You can’t make someone love you or your kid

Thats the hard truth I’m learning, but it makes me feel like I’ve failed my son. My boyfriend and I broke up a little after i found out I was pregnant (not related to pregnancy. He kept lying in order to avoid arguing, and treated me like he didnt care about me. which no matter how many times he told me he did, It was an obvious pity lie).

Originally when I told him I was pregnant, he ignored me for DAYS, when we met up to talk about our options and I started sobbing he turned and looked at his phone. When I told him I was putting the child up for adoption he ignored me for a WEEK. When I told him they would need his social and medical history (important for baby) he keeps pushing it off, it’s been almost 2 weeks! Keep in mind, that entire time I was waiting for a text or a call back about ANYTHING, he wasn’t working, he was playing video games!! He hasn’t even signed a single document! he either ignored me on days we were both free, or would text me the next day and be like “it just wasn’t a good day to do it, besides you were tired”. Like he honestly couldn’t give a shit about this kid. He sobbed to me about how his ex got an abortion and it’s “all his fault”, but he could never hear from me or his son for all he cares.

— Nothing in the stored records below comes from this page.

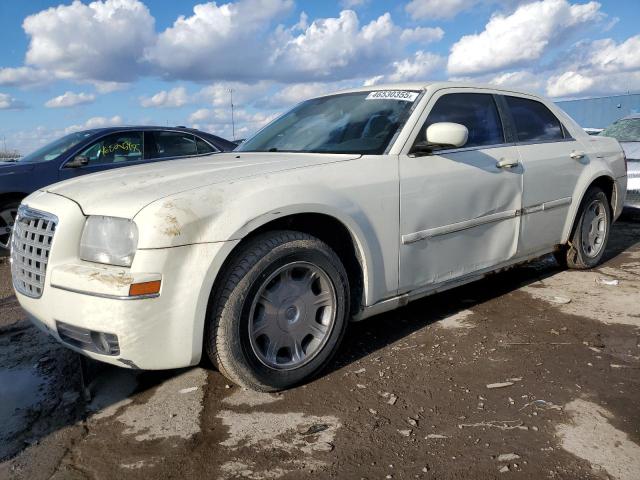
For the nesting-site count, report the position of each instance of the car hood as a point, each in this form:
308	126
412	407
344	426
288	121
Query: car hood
631	150
123	192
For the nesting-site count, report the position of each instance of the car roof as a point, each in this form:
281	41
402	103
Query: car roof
420	86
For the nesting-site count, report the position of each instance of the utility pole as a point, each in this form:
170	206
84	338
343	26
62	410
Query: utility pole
233	123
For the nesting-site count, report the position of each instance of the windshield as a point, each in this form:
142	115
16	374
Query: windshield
361	122
624	130
54	149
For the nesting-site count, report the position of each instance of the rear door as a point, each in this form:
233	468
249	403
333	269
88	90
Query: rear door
458	207
552	162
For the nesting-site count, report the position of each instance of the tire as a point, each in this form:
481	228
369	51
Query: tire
8	213
590	232
279	311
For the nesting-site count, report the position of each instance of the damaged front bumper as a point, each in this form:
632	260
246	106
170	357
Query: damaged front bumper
87	306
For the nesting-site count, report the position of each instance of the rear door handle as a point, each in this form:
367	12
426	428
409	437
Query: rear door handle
506	163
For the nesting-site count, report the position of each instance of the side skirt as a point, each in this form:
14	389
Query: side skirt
402	300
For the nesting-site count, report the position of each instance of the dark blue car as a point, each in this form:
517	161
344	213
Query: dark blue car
91	151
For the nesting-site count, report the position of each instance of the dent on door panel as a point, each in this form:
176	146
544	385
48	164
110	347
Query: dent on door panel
459	214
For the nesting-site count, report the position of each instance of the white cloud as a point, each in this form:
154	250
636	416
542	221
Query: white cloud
373	80
422	35
22	76
352	4
70	99
102	41
176	97
419	67
599	67
607	56
520	80
95	122
447	9
340	48
437	9
217	94
522	37
7	102
108	87
225	41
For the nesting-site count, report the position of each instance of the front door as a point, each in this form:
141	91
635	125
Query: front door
459	207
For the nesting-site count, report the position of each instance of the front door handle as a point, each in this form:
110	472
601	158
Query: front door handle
506	163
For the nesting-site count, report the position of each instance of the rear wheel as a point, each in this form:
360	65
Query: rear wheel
590	233
8	213
280	311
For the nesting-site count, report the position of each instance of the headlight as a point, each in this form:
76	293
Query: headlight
109	240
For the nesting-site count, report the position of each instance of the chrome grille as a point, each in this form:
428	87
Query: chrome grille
32	236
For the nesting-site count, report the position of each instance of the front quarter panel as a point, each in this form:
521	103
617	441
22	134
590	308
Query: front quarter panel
361	193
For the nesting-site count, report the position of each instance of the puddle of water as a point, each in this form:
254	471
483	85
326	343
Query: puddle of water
19	389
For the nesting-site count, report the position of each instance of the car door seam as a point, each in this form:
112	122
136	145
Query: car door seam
458	226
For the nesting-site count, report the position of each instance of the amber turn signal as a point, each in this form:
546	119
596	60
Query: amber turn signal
144	288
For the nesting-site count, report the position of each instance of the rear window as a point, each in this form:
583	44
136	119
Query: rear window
172	144
625	130
534	121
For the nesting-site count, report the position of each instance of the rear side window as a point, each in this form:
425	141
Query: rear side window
476	111
534	121
203	147
171	144
115	148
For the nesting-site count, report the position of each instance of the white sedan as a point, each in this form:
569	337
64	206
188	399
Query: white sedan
349	205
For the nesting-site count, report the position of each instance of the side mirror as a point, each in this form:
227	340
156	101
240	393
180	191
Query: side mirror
77	161
446	134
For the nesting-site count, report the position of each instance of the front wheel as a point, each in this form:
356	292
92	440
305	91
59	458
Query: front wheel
279	312
590	234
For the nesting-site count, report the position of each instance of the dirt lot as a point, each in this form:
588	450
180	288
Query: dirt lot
409	396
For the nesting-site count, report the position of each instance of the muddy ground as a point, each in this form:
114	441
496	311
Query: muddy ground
411	394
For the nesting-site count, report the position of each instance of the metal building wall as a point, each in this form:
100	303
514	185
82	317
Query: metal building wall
603	111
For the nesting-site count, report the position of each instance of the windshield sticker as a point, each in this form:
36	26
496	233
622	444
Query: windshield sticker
402	95
125	146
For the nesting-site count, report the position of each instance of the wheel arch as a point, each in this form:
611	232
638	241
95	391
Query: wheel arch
608	184
342	236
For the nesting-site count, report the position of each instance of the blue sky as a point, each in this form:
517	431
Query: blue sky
65	66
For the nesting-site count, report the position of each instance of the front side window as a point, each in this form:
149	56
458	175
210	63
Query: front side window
359	122
476	111
115	148
165	144
625	130
534	121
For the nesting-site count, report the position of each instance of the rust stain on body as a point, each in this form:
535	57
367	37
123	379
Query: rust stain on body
120	279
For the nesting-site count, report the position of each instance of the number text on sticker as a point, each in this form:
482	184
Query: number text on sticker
402	95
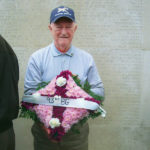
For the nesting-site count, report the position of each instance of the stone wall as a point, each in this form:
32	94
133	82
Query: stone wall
116	33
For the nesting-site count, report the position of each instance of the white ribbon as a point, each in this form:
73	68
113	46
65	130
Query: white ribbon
64	102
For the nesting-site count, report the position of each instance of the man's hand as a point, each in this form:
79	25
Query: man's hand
48	132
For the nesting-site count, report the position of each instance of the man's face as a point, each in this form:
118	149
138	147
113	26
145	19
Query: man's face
63	31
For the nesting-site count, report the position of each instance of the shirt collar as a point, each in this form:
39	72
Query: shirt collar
56	52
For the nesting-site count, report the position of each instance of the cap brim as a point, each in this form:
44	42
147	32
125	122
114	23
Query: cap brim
62	16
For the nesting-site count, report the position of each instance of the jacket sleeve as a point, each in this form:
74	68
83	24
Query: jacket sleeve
33	75
94	79
9	76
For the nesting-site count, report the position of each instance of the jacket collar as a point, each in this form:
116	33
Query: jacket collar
56	52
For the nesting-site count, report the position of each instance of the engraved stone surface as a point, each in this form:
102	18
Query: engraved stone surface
116	33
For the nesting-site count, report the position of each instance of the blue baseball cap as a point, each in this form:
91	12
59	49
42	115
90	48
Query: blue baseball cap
62	11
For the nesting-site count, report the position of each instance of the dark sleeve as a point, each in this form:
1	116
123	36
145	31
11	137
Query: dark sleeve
9	76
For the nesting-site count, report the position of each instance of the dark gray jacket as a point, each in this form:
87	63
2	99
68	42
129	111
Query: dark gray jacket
9	76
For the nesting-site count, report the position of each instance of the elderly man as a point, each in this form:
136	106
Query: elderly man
48	62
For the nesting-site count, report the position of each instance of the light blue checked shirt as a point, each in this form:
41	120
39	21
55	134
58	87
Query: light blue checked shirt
48	62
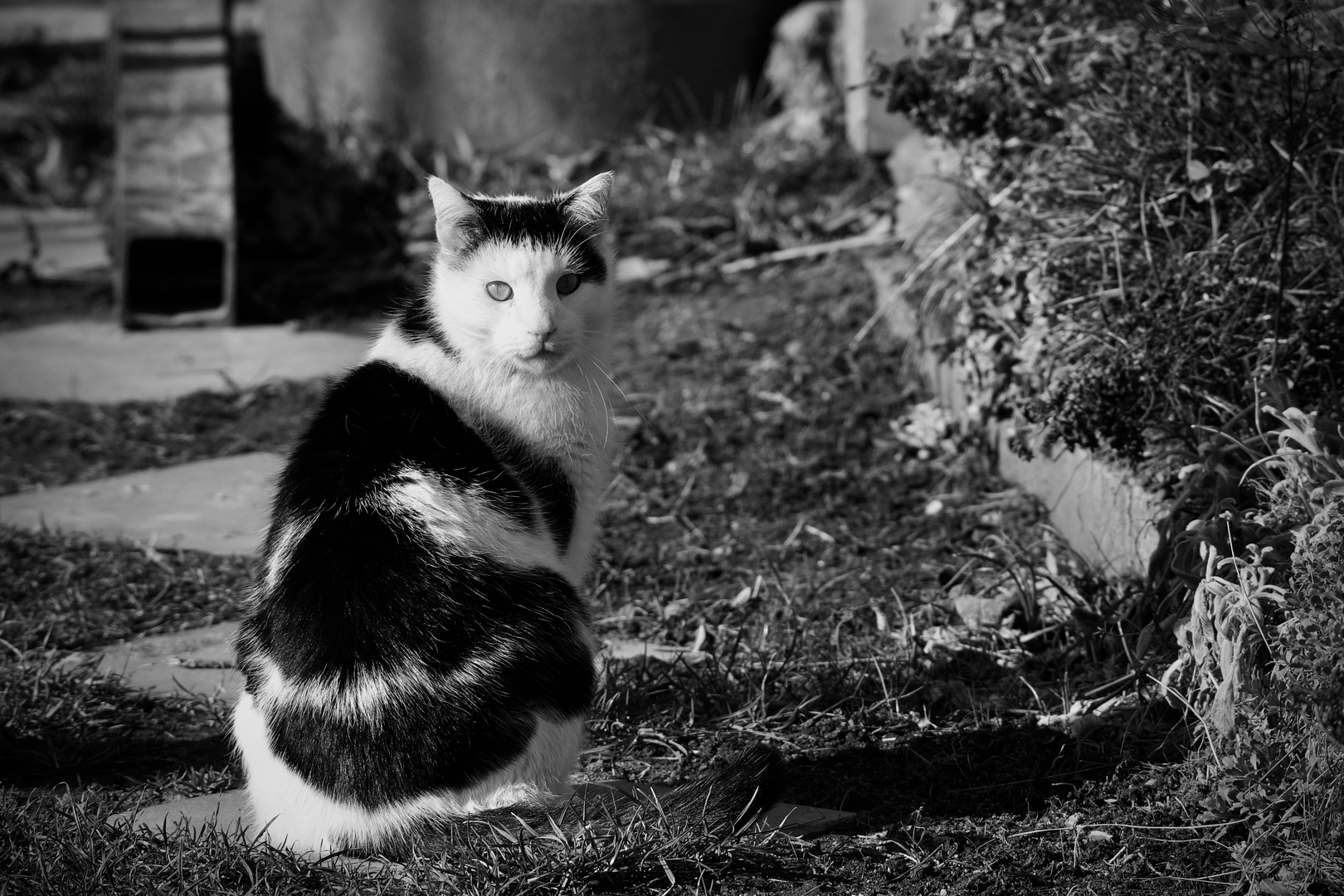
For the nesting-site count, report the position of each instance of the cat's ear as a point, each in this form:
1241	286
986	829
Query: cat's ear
450	210
587	201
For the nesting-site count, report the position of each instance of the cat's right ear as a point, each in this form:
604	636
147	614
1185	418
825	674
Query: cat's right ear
450	210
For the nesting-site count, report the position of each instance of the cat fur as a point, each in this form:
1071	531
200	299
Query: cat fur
417	649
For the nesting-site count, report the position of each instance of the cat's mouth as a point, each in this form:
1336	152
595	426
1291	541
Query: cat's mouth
542	360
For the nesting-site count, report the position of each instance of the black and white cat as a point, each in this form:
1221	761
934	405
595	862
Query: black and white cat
417	650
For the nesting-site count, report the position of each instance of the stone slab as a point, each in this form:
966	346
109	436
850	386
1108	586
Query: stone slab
875	30
69	241
218	505
199	661
231	813
1101	511
100	362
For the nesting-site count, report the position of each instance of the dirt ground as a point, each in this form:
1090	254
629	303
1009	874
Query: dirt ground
767	514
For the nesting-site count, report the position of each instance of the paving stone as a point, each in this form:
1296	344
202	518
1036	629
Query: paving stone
199	661
230	811
100	362
217	505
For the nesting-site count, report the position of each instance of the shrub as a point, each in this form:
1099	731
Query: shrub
1168	243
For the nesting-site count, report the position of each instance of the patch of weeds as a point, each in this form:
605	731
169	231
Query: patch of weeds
45	444
66	592
1161	253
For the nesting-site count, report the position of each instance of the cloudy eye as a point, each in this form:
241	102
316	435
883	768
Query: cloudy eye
567	282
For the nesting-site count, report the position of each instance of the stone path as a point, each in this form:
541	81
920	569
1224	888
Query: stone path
217	505
100	362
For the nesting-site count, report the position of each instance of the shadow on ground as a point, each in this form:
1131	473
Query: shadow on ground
988	770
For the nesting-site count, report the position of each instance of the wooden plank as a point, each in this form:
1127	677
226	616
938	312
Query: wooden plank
173	91
173	173
169	15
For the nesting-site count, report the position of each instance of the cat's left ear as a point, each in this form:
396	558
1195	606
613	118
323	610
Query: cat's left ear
587	201
450	210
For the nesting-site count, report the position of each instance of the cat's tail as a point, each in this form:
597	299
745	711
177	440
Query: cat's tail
722	804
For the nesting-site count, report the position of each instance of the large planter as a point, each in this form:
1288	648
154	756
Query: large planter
513	74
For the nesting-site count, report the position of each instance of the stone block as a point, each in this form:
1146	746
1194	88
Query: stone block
877	30
1103	514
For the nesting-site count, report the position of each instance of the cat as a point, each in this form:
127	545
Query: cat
416	650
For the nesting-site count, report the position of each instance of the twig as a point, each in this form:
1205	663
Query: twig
967	226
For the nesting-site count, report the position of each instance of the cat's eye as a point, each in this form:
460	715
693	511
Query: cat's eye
567	282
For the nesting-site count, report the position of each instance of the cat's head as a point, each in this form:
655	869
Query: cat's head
522	282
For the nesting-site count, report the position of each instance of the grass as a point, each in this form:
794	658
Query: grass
765	512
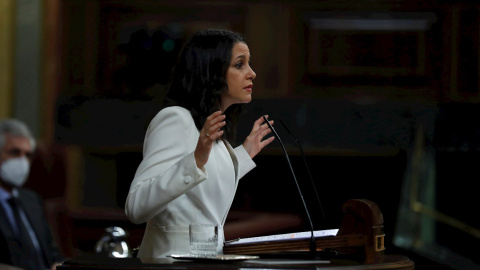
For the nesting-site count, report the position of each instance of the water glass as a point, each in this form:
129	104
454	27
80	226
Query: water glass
203	239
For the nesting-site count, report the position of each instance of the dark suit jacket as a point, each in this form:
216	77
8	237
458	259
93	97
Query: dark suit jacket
33	206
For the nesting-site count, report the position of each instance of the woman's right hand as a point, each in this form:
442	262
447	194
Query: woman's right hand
209	133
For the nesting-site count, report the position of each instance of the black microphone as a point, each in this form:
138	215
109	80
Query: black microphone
313	244
306	165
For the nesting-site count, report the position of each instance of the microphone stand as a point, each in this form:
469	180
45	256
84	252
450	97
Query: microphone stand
313	244
306	165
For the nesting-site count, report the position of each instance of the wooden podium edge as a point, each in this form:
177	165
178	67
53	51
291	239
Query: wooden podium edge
361	235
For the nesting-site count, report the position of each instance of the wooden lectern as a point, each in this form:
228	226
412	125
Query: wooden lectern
360	236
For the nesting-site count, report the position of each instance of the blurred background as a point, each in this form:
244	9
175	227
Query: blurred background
382	97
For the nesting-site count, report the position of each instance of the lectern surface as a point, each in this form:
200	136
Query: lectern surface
96	262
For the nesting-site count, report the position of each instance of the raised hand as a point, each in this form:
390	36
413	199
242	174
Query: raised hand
210	132
254	142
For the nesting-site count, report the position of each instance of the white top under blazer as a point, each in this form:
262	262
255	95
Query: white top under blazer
169	192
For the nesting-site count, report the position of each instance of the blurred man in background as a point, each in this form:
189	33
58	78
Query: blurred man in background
25	235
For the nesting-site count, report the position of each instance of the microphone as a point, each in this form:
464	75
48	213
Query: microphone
313	244
306	165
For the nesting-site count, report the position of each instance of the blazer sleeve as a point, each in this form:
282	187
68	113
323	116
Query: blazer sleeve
168	168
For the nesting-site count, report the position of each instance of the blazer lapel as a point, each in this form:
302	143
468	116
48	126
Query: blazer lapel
5	226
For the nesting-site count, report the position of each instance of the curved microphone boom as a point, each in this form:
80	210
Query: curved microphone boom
306	165
313	245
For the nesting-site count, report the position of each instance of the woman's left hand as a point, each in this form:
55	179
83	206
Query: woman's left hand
254	142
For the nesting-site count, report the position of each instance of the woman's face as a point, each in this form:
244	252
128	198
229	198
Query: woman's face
239	77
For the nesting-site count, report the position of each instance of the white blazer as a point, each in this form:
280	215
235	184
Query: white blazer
169	192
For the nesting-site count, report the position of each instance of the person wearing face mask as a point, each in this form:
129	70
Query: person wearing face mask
25	236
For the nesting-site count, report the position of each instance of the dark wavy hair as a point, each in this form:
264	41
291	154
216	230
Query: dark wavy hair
199	78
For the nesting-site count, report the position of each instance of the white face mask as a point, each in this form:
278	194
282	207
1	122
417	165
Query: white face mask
15	171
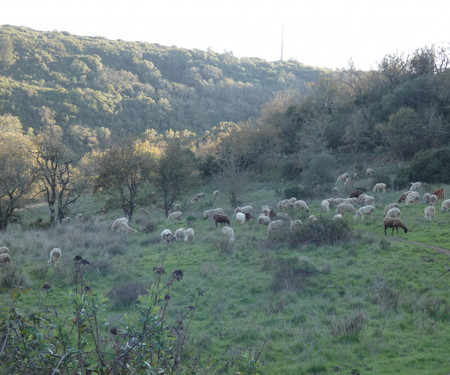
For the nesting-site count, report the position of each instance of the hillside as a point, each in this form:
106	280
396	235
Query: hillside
131	86
369	304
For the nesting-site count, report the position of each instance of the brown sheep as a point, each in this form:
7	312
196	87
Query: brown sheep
355	194
222	219
390	222
440	193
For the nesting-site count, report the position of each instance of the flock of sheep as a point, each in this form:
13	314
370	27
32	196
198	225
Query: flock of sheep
279	219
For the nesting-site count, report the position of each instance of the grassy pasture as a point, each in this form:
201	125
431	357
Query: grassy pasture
366	306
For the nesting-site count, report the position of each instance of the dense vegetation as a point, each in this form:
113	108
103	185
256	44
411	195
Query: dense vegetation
112	128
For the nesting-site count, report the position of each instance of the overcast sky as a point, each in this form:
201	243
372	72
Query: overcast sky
321	33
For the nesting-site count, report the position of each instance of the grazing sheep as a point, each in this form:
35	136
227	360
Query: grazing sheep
276	226
222	219
325	204
312	218
429	212
295	224
228	233
189	235
415	186
263	219
55	256
355	194
174	216
440	193
125	228
394	212
344	208
209	214
5	260
364	211
179	234
389	206
240	217
445	205
343	177
198	197
379	187
244	210
412	197
369	172
284	216
285	204
116	224
393	223
301	205
433	199
166	236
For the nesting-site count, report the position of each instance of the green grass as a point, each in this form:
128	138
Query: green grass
394	290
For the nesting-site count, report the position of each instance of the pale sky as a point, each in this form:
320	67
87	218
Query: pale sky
321	33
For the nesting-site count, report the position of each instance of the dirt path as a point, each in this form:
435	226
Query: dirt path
437	248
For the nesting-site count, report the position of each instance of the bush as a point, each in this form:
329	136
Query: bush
431	166
324	231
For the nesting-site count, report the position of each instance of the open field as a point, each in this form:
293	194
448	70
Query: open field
371	305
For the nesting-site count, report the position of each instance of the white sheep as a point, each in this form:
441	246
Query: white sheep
412	197
125	228
389	206
415	186
301	205
433	199
445	205
263	219
276	225
393	212
189	235
369	172
325	204
364	211
240	217
55	256
244	210
429	212
179	234
166	236
5	259
295	224
343	177
379	187
344	208
228	233
209	214
176	215
198	197
116	224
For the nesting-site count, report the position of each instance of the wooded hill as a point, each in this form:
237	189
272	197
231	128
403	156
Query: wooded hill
95	82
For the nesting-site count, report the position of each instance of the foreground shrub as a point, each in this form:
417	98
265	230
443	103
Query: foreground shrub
324	231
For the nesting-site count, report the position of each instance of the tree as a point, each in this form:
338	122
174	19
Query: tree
16	168
177	171
60	181
122	170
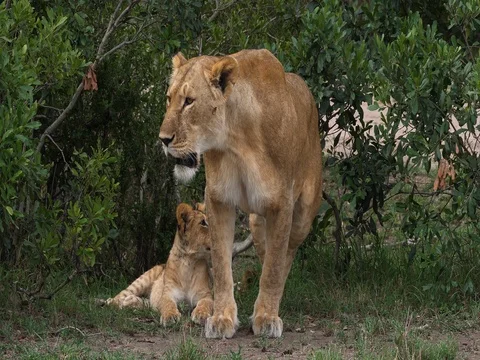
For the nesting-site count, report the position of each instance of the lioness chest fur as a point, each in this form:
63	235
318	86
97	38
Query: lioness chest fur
257	130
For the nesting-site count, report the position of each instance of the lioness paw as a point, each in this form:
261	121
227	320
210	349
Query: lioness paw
170	318
220	327
133	301
200	315
267	325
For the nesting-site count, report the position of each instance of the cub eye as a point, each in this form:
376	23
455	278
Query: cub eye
188	101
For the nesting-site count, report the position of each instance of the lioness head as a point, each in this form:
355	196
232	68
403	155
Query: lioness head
193	231
195	118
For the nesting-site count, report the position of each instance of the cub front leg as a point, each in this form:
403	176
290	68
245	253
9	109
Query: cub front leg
161	299
224	321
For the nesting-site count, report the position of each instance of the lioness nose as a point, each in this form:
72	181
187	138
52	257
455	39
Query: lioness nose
167	140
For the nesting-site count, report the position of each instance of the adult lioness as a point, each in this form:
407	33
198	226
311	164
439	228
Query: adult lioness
256	127
185	276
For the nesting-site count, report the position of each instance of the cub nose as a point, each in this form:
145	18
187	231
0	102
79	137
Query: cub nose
167	140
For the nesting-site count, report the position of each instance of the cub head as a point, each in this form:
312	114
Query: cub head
193	231
195	119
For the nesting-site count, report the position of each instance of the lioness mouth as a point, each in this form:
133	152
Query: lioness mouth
190	160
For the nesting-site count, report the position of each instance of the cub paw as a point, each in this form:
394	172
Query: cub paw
220	327
267	325
170	318
133	301
200	315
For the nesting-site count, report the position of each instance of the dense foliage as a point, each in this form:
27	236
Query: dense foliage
97	189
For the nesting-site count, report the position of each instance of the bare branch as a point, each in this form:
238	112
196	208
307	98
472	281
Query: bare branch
62	117
239	247
219	8
100	56
337	233
61	151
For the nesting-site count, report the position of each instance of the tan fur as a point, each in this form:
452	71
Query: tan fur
257	130
185	276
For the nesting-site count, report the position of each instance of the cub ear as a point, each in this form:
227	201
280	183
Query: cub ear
223	74
200	207
178	61
183	213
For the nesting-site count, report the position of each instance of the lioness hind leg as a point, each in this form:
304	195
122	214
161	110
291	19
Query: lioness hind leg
258	229
265	318
134	301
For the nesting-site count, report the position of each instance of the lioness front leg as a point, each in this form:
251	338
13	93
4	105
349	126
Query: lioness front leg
224	321
265	319
203	310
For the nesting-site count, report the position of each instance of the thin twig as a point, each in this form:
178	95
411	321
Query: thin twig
61	151
58	288
242	246
100	56
337	233
219	9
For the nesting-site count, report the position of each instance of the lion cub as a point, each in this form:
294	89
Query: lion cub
185	276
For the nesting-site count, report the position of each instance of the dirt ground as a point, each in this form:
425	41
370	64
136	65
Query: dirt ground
295	344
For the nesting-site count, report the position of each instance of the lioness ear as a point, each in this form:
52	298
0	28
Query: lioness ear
223	74
183	213
178	61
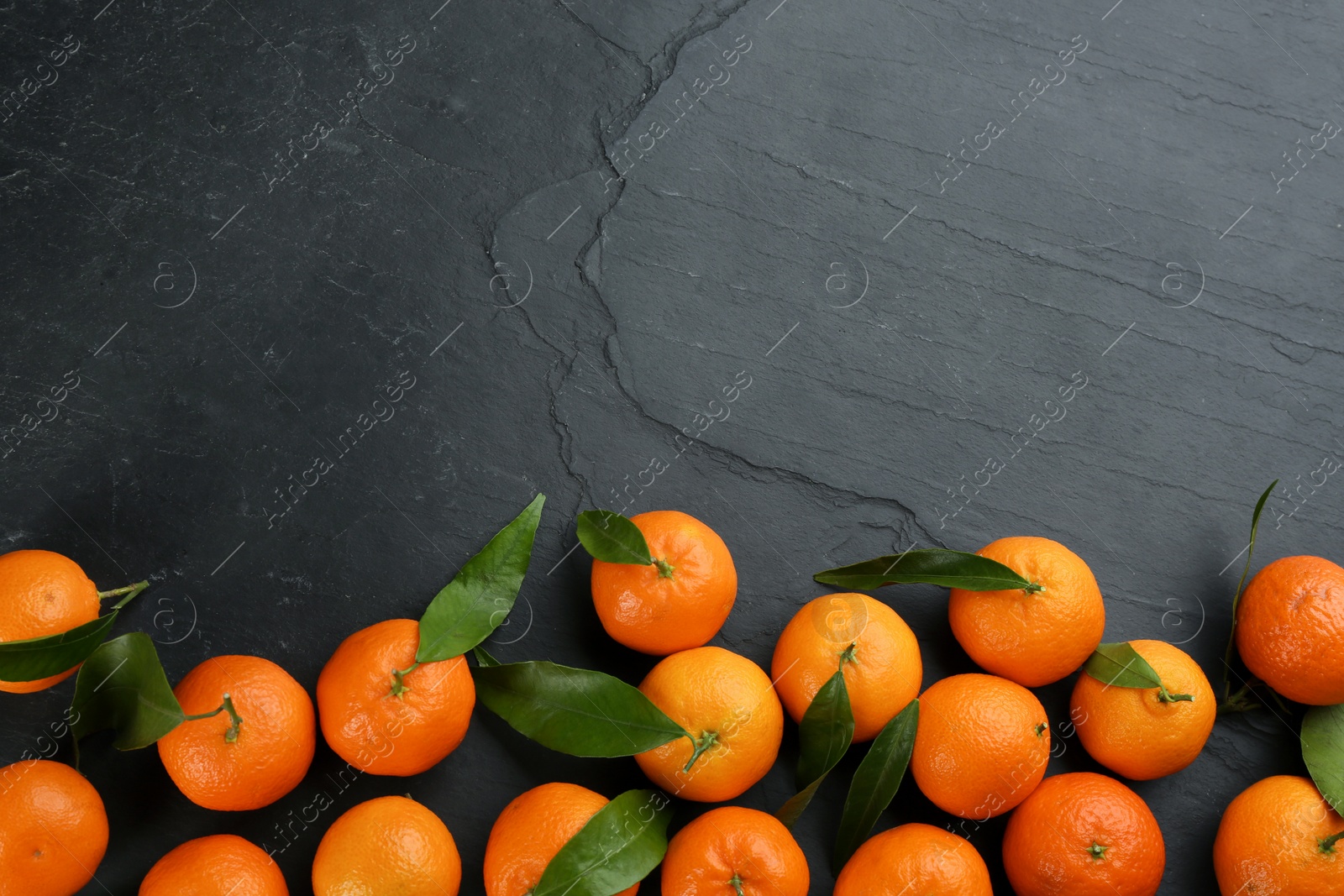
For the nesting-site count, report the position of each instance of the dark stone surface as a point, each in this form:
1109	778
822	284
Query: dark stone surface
793	224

Almost a week ago, I panicked and thought I was having contractions and texted/called him to tell him about it Incase I went into labor. I still haven’t heard back from him.

Now that I’m considering parenting instead of giving him up for adoption, I feel horribly guilty. I know it’s not my fault his dad is like this, but it breaks my heart that my son might not know his dad. I really hope something changes and his dad wants to be involved, at the very least I want my son to grow up knowing his dads side of the family. Im thinking about reaching out to his mom, guarantee she has no idea she’s going to be a grandma next month. God he’s so selfish and irresponsible. Like the things I’m saying he does is NOTHING compared to what he usually does. To be honest, I’m just grateful that he’s taking time out of his week to send me a 1 sentence text message about his excuses, at the very least he’s reading my messages.